Other possibilities: OpenOffice (aka LibreOffice) is also free and seems to be designed as a more direct replacement for Excel. If you need a more general purpose spreadsheet it might be a good choice.
When all you need to do is calculate a few confidence intervals or run a T-test, a spreadsheet application will probably be adequate. If you are creating complex statistical models, you are probably going to write them in R. Between these extremes, about 90% of statistics work gets done in a statistics package. Which one you prefer probably depends on which one your college statistics professor used. The thing they all have in common, however, is that a full license costs a small fortune. Usually, the coolest add-on packages (for simulation, predictive analytics, etc) are even more of a buy-up. Luckily, for those of us of modest means, there is PSPP.

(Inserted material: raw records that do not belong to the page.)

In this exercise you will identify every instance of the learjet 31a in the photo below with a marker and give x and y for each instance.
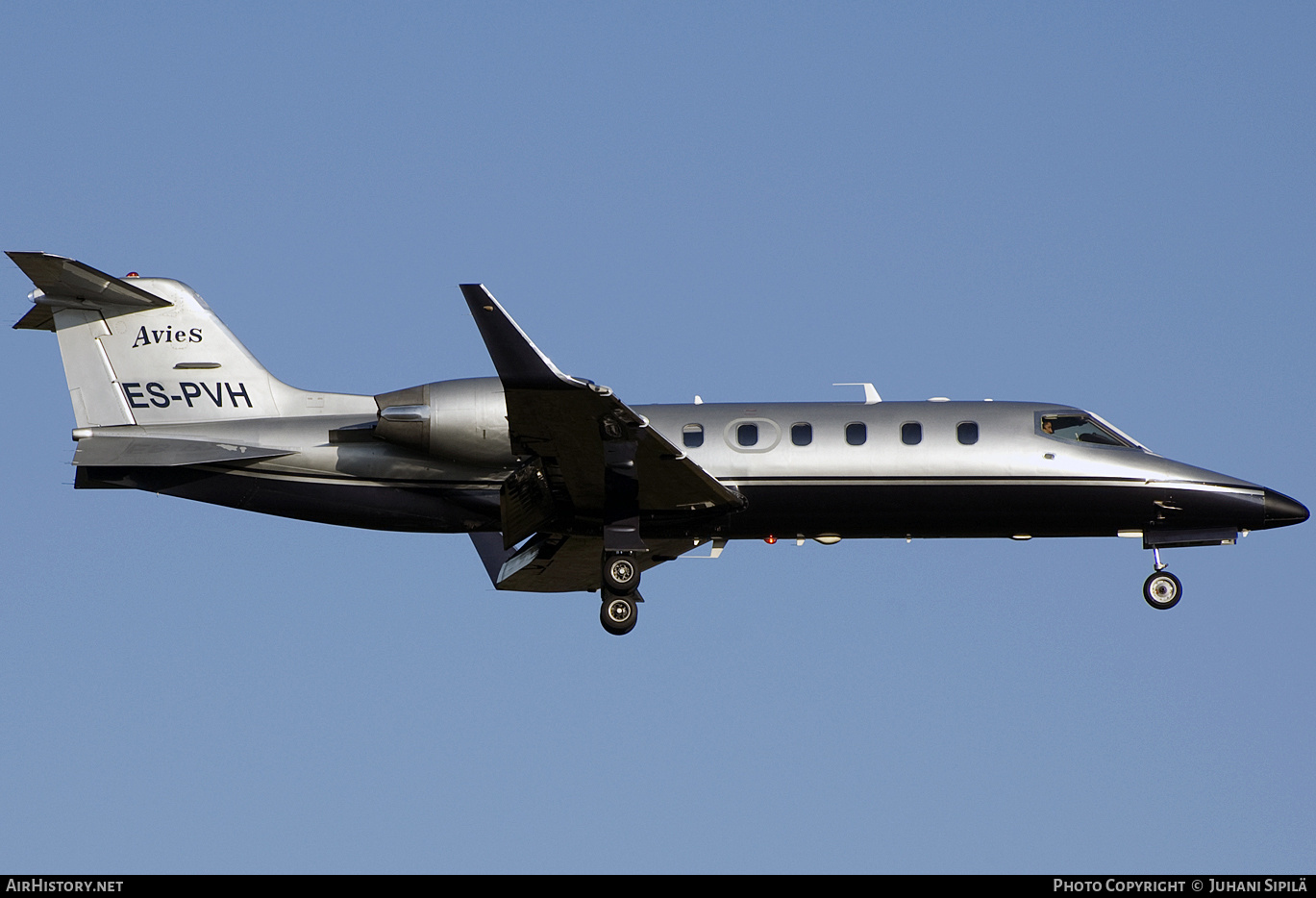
(560, 485)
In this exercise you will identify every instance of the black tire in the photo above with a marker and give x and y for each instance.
(1162, 590)
(619, 613)
(620, 574)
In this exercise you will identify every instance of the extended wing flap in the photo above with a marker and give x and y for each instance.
(162, 452)
(556, 562)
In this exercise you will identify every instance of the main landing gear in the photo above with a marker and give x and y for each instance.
(620, 599)
(1162, 590)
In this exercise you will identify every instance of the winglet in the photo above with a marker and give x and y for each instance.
(492, 555)
(519, 361)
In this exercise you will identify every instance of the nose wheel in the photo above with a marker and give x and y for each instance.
(1162, 590)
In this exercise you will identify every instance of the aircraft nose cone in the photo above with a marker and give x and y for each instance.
(1282, 511)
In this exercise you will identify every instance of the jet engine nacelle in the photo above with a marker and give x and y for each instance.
(462, 420)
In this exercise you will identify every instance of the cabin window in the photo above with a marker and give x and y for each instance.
(1080, 428)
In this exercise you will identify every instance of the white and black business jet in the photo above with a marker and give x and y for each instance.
(564, 487)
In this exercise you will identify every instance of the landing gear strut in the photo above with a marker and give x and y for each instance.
(1162, 590)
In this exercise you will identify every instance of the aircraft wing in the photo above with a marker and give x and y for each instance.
(162, 452)
(72, 285)
(591, 457)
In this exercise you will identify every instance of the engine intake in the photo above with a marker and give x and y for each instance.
(462, 420)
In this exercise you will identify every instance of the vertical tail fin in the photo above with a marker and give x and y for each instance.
(146, 350)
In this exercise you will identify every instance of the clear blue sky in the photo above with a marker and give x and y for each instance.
(1102, 204)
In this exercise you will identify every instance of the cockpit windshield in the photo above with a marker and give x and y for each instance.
(1080, 428)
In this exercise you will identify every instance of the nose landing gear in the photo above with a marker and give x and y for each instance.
(1162, 590)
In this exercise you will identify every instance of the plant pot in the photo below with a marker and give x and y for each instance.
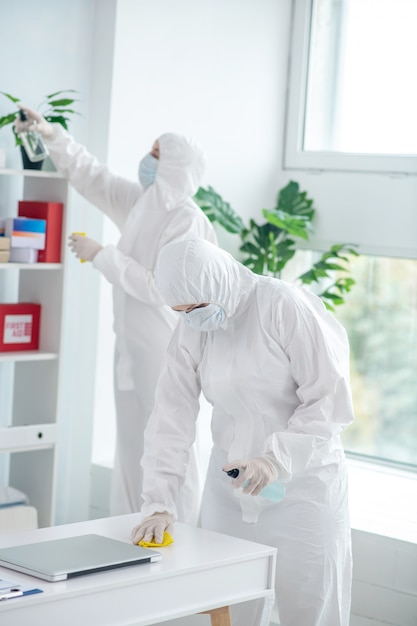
(27, 163)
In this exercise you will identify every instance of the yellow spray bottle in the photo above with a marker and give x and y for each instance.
(81, 235)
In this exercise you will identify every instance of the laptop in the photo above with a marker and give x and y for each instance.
(59, 559)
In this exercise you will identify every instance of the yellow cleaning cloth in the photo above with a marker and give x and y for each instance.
(151, 544)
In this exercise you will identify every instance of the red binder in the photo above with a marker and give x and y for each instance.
(52, 212)
(19, 326)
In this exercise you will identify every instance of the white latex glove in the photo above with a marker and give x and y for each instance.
(259, 472)
(83, 247)
(35, 121)
(152, 528)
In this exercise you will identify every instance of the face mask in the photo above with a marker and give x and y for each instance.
(147, 170)
(205, 318)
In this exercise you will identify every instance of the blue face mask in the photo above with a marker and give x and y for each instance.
(147, 170)
(205, 318)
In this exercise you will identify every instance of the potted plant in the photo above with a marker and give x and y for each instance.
(55, 108)
(267, 248)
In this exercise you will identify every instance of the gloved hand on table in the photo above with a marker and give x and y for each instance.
(257, 472)
(152, 528)
(83, 247)
(35, 121)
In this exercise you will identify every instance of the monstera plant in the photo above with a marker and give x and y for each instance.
(267, 248)
(56, 107)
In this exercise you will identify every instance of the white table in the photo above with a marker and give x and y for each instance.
(199, 572)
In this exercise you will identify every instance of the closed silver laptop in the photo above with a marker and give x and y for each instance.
(59, 559)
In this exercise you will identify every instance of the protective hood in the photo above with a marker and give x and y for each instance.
(196, 271)
(180, 169)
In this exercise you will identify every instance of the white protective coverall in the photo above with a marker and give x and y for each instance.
(277, 375)
(143, 324)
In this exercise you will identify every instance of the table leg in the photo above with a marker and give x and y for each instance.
(219, 617)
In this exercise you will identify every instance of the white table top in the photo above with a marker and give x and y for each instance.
(201, 570)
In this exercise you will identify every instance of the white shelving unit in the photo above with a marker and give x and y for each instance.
(30, 381)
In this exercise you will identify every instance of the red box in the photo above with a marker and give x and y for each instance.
(19, 326)
(52, 212)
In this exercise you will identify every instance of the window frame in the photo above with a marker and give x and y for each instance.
(294, 156)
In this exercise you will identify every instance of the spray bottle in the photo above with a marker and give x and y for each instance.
(275, 492)
(32, 141)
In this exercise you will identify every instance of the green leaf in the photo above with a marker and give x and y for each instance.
(12, 98)
(8, 119)
(296, 225)
(217, 210)
(290, 200)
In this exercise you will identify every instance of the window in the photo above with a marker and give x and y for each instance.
(380, 316)
(352, 98)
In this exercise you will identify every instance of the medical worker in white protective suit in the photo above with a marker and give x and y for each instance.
(148, 214)
(274, 364)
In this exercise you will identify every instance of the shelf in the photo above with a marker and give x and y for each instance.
(30, 173)
(30, 266)
(31, 437)
(27, 355)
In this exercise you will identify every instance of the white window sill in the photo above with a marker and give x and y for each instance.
(383, 500)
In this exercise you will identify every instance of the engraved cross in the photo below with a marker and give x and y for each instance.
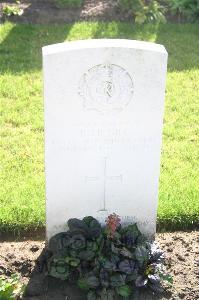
(104, 179)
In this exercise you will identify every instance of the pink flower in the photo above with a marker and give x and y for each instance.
(112, 222)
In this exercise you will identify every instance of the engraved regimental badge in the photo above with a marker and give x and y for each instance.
(106, 88)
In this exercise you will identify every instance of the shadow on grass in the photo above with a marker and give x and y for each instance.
(20, 51)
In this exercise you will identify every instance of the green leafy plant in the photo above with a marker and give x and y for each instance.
(108, 262)
(11, 288)
(187, 8)
(69, 3)
(12, 10)
(144, 11)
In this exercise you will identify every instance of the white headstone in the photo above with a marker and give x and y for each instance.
(104, 103)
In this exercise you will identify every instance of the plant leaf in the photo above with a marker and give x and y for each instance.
(124, 291)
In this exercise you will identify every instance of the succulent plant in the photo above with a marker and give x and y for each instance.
(111, 262)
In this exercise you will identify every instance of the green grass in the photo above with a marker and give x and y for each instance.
(22, 193)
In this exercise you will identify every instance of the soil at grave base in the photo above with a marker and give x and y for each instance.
(45, 12)
(182, 257)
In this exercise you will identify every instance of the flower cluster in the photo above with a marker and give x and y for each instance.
(112, 222)
(111, 262)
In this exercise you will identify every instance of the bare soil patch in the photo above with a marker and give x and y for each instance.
(182, 261)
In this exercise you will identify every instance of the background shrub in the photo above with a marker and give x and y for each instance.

PSPP is intended as a direct clone of SPSS, but is GPL licensed, so it is completely free to use. One important difference is that PSPP is written mostly in Python notice a theme here?). This means that if you are Python hacker, you should have an easy time creating add-ins. It also means that PSPP runs on just about any platform that runs Python, which is nearly all of them.
Linear Algebra System
When you start building series matrix-heavy models, such as anything involving Markov chains or finite element analysis, you are going to want to seriously think about using a language that is built for linear algebra. Sure, Python has good linear algebra support though <a “href=http://numpy.org”>numpy</a> and other libraries. But Python is basically a general purpose, list based language. Linear algebra looks ugly in Python, and ugly code takes longer to write and is harder to debug. Its better to use the right tool for the job.
The first good language for linear algebra is Matlab. It is still incredibly popular, especially among the PhD Engineering crowd. For decades now, however, there has been a free open source alternative. Octave started out as clone of Matlab and the language syntax is still very similar. However, development on Octave often moves a little faster than Matlab, and Octave often gets features and functions before Matlab. This has cause Octave to become somewhat less compatible with Matlab as time goes on. Still, anyone who can code in Matlab should have not trouble picking up Octave, and Octave is free.
Image Editing and Drawing Software
While few of us are visual artists, either by training or inclination, visual display of data is an important part of data analysis. It is important to be able to illustrate our findings in professional quality maps, charts, and diagrams. To do this, you need to have the ability to work with bitmap images and raster drawings. The Adobe products have been the commercial state of the art for some time now, but GIMP and Inkscape have most of the same functionality. Like the commercial programs, you tend to use them together as a team. One word of warning: if you are migrating from Adobe to the open source programs, you will find that the interfaces are very different, at least in the stock configuration. These programs are replacements, not clones.
One interesting feature of both GIMP and Inkscape is that both allow you to create scripts and plug-ins. One of the languages that is supported is (you guessed it) Python. While I haven’t experimented with it much, it seems like there is the potential here for some pretty serious data display. For instance, it seems like you could build a pretty killer mapping plug-in for Inkscape to display geographic data on different layers of a drawing.